Je vous encourage aujourd’hui à oser poser des choix simples dans votre vie. À vous astreinte à respecter vos engagements. À aller au bout des choses dans chaque relation, discussion, rencontre, projet. À mettre du sens dans ce que vous faites. À oser poser des questions, déranger, approfondir. Et à regarder les autres tels qu’ils sont et non pas tel que vous voudriez qu’ils soient. Osez faire des rencontres de qualité. Sortez de la mondanité à tout prix. Mais osez regarder ceux qui vous entourent, car très concrètement, c’est dans vos entourages qu’il y a les meilleurs crus. Concentrez-vous sur l’ÊTRE de l’autre, des autres.

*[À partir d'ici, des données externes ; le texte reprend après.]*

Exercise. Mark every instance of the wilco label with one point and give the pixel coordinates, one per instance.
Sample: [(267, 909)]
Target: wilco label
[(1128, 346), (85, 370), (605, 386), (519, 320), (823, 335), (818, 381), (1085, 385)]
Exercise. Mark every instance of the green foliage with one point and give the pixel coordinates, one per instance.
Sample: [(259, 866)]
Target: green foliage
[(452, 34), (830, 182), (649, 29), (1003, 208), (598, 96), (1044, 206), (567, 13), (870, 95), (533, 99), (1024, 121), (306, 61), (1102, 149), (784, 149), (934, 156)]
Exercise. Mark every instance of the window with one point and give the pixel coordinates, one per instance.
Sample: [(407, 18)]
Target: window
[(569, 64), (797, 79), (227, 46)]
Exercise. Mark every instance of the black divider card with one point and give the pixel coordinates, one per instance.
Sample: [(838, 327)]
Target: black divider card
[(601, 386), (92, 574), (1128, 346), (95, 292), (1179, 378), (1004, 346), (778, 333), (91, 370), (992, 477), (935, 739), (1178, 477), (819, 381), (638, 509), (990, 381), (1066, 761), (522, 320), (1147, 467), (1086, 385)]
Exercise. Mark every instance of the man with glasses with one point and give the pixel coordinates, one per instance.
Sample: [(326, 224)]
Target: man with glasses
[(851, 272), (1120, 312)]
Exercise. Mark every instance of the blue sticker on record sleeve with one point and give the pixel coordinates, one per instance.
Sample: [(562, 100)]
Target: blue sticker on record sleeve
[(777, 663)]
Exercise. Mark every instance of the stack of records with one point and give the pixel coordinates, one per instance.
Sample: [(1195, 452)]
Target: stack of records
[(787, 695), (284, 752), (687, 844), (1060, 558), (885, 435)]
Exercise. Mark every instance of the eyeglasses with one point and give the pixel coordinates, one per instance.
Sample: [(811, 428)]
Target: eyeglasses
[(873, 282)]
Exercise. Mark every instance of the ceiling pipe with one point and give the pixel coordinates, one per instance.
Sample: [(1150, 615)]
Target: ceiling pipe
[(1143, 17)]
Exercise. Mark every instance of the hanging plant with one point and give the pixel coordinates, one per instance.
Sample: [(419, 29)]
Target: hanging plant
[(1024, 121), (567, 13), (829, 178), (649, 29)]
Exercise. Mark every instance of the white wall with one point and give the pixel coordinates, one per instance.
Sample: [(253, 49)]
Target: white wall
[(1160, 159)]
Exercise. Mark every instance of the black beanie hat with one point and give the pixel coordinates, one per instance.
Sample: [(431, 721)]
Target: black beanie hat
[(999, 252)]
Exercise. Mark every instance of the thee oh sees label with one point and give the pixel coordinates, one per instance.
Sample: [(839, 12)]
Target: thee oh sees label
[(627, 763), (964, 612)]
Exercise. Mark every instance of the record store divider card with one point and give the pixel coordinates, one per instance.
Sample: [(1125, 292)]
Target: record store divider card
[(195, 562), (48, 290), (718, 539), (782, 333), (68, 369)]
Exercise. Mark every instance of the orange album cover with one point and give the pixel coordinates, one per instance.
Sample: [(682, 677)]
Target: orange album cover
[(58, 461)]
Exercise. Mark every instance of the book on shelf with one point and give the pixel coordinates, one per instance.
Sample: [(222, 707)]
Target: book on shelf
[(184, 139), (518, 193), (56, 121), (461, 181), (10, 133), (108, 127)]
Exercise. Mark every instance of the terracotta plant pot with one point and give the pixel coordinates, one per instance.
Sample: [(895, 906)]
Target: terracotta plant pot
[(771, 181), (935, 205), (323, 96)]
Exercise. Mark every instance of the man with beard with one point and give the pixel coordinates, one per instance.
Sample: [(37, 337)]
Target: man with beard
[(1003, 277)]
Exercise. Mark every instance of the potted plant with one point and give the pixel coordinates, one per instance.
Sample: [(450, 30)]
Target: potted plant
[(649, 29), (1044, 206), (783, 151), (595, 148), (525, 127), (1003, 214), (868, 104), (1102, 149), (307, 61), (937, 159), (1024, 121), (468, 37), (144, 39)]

Laissez-vous chambouler, déranger, émerveiller par la différence de l’autre. C’est là que vous devez mettre votre énergie ! Un couple fonctionne dans la complémentarité, dans la recherche d’une vision du monde plus grande, dans la sincérité de ce que l’on est. Donc allez à corps perdu voir ce que cache l’autre, sans attente, sans jugement. Allez juste découvrir sa vérité et sa sincérité. Pour enfin, poser un choix !


Marie-Liesse




1 opmerking


Merci pour ce très vrai et très bel article !! Je me retrouve tellement dedans ! Merci Marie-Liesse pour cette franchise et cette réflexion. À nous de creuser bien plus que ce que nous pensons faire dans nos relations nombreuses et "rapides" au final, oui !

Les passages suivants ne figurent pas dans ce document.